Housing Statute QA Dataset

Updated 21 October 2025

Housing Statute QA Dataset is an expert-annotated benchmark that evaluates retrieval and QA systems for complex statutory housing law queries.
It comprises over 6,800 Yes/No legal questions with gold passages extracted from authoritative sources, ensuring real-world relevance.
The dataset challenges conventional retrieval methods with low lexical similarity, promoting query expansion techniques to improve system performance.

The Housing Statute QA Dataset is an expert-annotated benchmark for evaluating retrieval and question-answering systems in the domain of statutory housing law. It is constructed to reflect the complexity and specificity of real-world legal research tasks, particularly as encountered in the context of eviction and related statutory issues across U.S. states and territories.

1. Construction and Sources

The benchmark is derived from the Legal Services Corporation (LSC) Eviction Laws Database, a resource originally assembled by legally trained researchers to support tenant inquiries regarding eviction and broader housing regulations. The LSC database consists of complex, practical legal questions annotated with citations to relevant statutes. During construction, non–Yes/No queries were removed or split into multiple binary subquestions; each multi-answer item yields several Yes/No queries, ensuring every example fits binary QA paradigms. Citations anchor each query to authoritative statutory text, extracted as “gold” passages from sources such as Justia, representing verbatim legislative language from the most recent statute compilations available (typically 2021 or newer).

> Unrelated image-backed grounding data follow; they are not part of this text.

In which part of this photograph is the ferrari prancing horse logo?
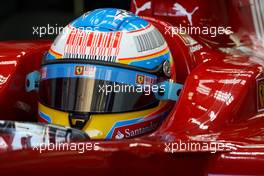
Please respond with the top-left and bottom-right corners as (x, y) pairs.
(136, 75), (145, 84)
(75, 66), (84, 75)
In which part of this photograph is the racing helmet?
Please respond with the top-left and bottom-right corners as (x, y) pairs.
(38, 8), (182, 140)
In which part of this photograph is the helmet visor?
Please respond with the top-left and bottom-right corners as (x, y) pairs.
(39, 63), (160, 113)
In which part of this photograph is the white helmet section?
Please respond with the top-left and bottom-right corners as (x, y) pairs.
(49, 23), (168, 65)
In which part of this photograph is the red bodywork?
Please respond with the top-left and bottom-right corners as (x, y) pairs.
(0, 0), (264, 175)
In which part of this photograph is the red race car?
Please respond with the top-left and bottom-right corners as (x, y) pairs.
(0, 0), (264, 175)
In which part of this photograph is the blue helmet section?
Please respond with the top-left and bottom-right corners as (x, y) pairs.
(71, 8), (149, 32)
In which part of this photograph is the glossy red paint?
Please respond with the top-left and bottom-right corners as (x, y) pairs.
(0, 1), (264, 175)
(0, 41), (50, 121)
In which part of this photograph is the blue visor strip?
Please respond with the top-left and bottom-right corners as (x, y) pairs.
(41, 63), (157, 86)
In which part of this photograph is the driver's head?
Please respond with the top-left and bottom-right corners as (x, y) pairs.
(38, 8), (177, 140)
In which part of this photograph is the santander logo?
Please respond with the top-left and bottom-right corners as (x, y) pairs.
(115, 131), (125, 140)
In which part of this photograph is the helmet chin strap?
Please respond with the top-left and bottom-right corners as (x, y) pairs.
(155, 81), (183, 101)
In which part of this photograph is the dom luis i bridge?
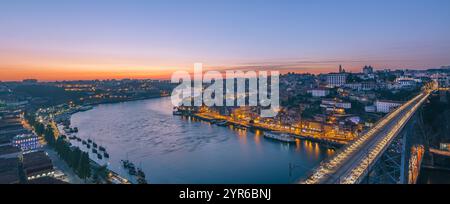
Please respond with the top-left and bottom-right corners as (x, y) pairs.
(302, 83), (437, 184)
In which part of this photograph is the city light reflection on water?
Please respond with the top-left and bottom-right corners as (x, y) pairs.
(71, 97), (334, 184)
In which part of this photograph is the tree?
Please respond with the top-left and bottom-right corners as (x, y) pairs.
(35, 123), (45, 136)
(24, 111), (94, 180)
(93, 165), (109, 184)
(77, 152), (91, 179)
(44, 125), (56, 146)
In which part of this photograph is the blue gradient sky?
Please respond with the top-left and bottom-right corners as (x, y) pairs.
(1, 0), (450, 80)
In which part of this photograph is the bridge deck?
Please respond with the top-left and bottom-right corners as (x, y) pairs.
(303, 90), (431, 184)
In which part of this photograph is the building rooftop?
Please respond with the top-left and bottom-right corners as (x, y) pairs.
(0, 158), (20, 184)
(0, 134), (15, 145)
(0, 122), (23, 131)
(0, 129), (31, 144)
(0, 118), (21, 124)
(22, 151), (54, 177)
(0, 145), (21, 157)
(0, 126), (27, 135)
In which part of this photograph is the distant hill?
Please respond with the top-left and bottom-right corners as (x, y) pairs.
(13, 85), (84, 105)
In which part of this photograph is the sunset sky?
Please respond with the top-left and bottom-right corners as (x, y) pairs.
(1, 0), (450, 81)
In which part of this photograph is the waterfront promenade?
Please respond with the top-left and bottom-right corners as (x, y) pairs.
(185, 111), (347, 147)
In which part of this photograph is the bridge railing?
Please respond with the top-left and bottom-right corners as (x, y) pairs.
(302, 90), (430, 184)
(342, 91), (430, 183)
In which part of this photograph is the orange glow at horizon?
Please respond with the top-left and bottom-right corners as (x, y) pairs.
(0, 65), (354, 82)
(0, 52), (368, 81)
(0, 64), (365, 82)
(0, 67), (175, 81)
(0, 49), (195, 81)
(0, 46), (400, 82)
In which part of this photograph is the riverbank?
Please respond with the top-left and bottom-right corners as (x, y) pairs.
(85, 94), (169, 107)
(44, 146), (87, 184)
(55, 96), (168, 183)
(56, 123), (135, 184)
(183, 112), (345, 148)
(68, 95), (171, 117)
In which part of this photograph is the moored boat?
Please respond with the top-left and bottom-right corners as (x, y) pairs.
(263, 131), (296, 143)
(216, 120), (228, 126)
(234, 124), (247, 130)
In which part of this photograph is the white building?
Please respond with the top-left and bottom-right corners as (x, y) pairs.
(375, 100), (402, 113)
(393, 76), (421, 89)
(307, 88), (330, 97)
(321, 99), (351, 109)
(326, 73), (347, 87)
(365, 105), (376, 113)
(335, 102), (351, 109)
(344, 82), (377, 91)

This annotation process directly mirrors how practicing attorneys conduct statutory research, combining manual expert review, citation search, and extraction of dispositive statutory excerpts, thereby imbuing the dataset with a high degree of domain fidelity and practical relevance (Zheng et al., 6 May 2025).

2. Dataset Structure and Content

The Housing Statute QA dataset comprises more than 6,800 question–answer pairs in its main publicly released “rc_questions” split, with further examples in the “knowledge_qa” split (the latter lacking gold passages). Each example is a Yes/No question regarding statutory requirements, defenses, procedures, or restrictions in housing law. Gold passages are concise excerpts from state housing statutes, selected according to explicit annotated citations. This ensures that every example remains grounded in the actual text of applicable law.

The supporting document retrieval corpus is large, consisting of approximately 1–2 million statute passages spanning U.S. jurisdictions. The typical queries are phrased in accessible, practical terms (“Does a tenant have a right to cure nonpayment within 14 days…?”), while the statutory text relies on formal legal syntax, creating significant surface-level linguistic disparity. Consequently, this corpus poses notable challenges for both keyword-based and embedding-based retrievers.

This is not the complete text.